Each in silico model has its limitations and the deficiencies of the experimental methods will be reflected in the model. For instance, it is well recognized that in vitro metabolic stability testing for highly lipophilic and highly insoluble compounds are inclined to errors6 and thus, predictive values for such compounds may not be accurate. Apart from the models, we also provide a subset of the RLM stability data set comprised of ~ 2500 compounds, which is by far the largest data set available for RLM stability within the public domain. The models and the data set are available at https://opendata.ncats.nih.gov/adme. The users can also directly predict the RLM stability of new chemical compounds. Alternatively, the models can be downloaded as a self-contained package that can be installed and run locally.
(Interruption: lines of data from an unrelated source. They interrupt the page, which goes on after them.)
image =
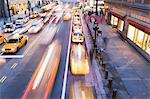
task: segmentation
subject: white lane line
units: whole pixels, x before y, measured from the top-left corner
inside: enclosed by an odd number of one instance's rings
[[[25,56],[28,51],[33,47],[33,45],[35,45],[35,43],[39,40],[40,35],[32,42],[32,44],[24,51],[23,55]]]
[[[62,93],[61,93],[61,99],[65,99],[65,93],[66,93],[68,64],[69,64],[69,55],[70,55],[70,47],[71,47],[71,33],[72,33],[72,20],[71,20],[71,26],[70,26],[70,37],[69,37],[69,44],[68,44],[67,59],[66,59],[66,65],[65,65],[65,73],[64,73],[64,80],[63,80],[63,88],[62,88]]]
[[[3,52],[0,53],[0,56],[3,55]]]
[[[1,55],[0,58],[23,58],[24,55]]]
[[[14,64],[11,66],[11,69],[15,69],[17,65],[18,65],[18,63],[14,63]]]
[[[3,83],[6,79],[7,79],[7,76],[3,76],[3,77],[0,79],[0,83]]]

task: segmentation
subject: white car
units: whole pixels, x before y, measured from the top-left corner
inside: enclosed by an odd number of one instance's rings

The data was also deposited in PubChem (AID: 1508591) and can be directly accessed from the database.

In summary, the work discussed here presents one of the largest in silico analysis of RLM metabolic stability using a curated data set comprising more than 20,000 compounds tested in the same laboratory. The resulting QSAR models could be an invaluable resource to the drug discovery and development community. This is also the first study to the best of our knowledge to release the RLM metabolic stability data for ~ 2500 compounds into the public domain. We explored different modeling strategies and proposed that the choice between global and local approach can be key depending on the data set at hand. Furthermore, the structural insights provided are expected to be useful in overcoming metabolic stability mediated liabilities.